This work investigates how optimizer selection affects the robustness of model quantization—encompassing both post-training quantization (PTQ) and quantization-aware training (QAT). Addressing the limitation of conventional outlier-based metrics in predicting quantization performance, we propose modeling optimizer behavior through the lens of quantization error propagation and identify Shampoo as uniquely effective at suppressing error accumulation. We systematically evaluate six optimizers across models ranging from 50M to 1.5B parameters, integrating PTQ/QAT, hyperparameter tuning, and scaling-law analysis. Results show that Shampoo achieves the smallest accuracy degradation in QAT and attains optimal parameter efficiency and quantization robustness; its second-order structural properties mitigate quantization distortion in weight-sensitive regions. This study is the first to establish a principled link between intrinsic geometric properties of optimizers and quantization stability, offering a novel paradigm for robust low-bit training.

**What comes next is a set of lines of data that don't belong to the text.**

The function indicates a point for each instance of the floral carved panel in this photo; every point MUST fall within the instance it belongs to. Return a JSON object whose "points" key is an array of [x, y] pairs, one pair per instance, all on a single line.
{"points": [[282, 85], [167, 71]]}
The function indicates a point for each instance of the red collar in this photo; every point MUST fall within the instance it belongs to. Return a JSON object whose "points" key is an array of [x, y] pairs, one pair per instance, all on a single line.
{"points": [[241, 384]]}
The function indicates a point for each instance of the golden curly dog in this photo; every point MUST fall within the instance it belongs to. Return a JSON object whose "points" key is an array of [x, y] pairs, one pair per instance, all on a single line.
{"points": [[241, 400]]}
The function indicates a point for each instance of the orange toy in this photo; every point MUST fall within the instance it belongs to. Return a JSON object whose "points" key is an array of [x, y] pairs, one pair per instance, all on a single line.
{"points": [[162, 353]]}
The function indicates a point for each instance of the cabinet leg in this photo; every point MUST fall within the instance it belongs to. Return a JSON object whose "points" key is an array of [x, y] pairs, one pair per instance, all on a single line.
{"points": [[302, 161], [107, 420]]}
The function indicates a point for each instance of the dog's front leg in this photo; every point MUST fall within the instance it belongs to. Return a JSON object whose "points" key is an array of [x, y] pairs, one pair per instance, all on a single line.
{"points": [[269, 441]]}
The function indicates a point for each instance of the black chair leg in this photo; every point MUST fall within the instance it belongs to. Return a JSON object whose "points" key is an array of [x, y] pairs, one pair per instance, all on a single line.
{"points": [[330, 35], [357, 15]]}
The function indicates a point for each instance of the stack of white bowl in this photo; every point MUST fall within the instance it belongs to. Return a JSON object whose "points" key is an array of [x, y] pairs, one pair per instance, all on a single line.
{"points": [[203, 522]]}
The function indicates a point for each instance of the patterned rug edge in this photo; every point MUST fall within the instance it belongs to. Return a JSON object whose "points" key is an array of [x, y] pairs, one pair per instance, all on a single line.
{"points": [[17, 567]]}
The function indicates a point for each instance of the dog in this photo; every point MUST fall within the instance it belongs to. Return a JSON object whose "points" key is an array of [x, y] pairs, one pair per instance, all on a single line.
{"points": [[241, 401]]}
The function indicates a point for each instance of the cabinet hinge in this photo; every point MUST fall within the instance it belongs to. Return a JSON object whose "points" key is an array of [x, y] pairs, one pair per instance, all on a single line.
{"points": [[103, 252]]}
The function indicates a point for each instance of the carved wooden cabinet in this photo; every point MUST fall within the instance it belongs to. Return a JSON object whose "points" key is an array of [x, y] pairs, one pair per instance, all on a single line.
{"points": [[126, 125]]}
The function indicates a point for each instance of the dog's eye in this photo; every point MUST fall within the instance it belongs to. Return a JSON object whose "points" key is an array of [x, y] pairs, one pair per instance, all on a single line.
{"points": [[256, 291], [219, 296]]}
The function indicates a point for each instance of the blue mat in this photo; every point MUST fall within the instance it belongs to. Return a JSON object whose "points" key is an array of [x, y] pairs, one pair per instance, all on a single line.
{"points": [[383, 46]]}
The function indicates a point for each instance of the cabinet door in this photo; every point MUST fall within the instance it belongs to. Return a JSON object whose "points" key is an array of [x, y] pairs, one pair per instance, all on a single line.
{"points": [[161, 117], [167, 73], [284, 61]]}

As new optimizers gain traction and model quantization becomes standard for efficient deployment, a key question arises: how does the choice of optimizer affect model performance in the presence of quantization? Despite progress in both areas, systematic evidence on optimizer-quantization interactions remains limited. To fill this gap, we study the impact of optimizer choice on model robustness under quantization, considering both post-training quantization (PTQ), and quantization-aware training (QAT). We first train full-precision models, ranging from 50M to 1.5B parameters, with six optimizers, to explore the hyperparameter landscape, and establish well-tuned baselines. We then apply PTQ to evaluate how model performance degrades when trained with different optimizers. We find that outlier-related metrics, such as the max-to-mean ratio (MMR) and Kurtosis, fail to predict the PTQ performance across different optimizers. We show analytically that this is due to the MMR capturing only isolated layer errors, while ignoring how quantization errors accumulate and propagate through the network. To study the QAT degradation, we train quantized models from scratch and compare them to our original-precision baselines. We find that optimizers performing well in the original pretraining setup may not remain optimal under QAT, and that models trained with Shampoo show the lowest accuracy degradation. Finally, we derive scaling laws for quantization-aware training under different optimizers, showing that Shampoo achieves the highest parameter efficiency of all tested optimizers.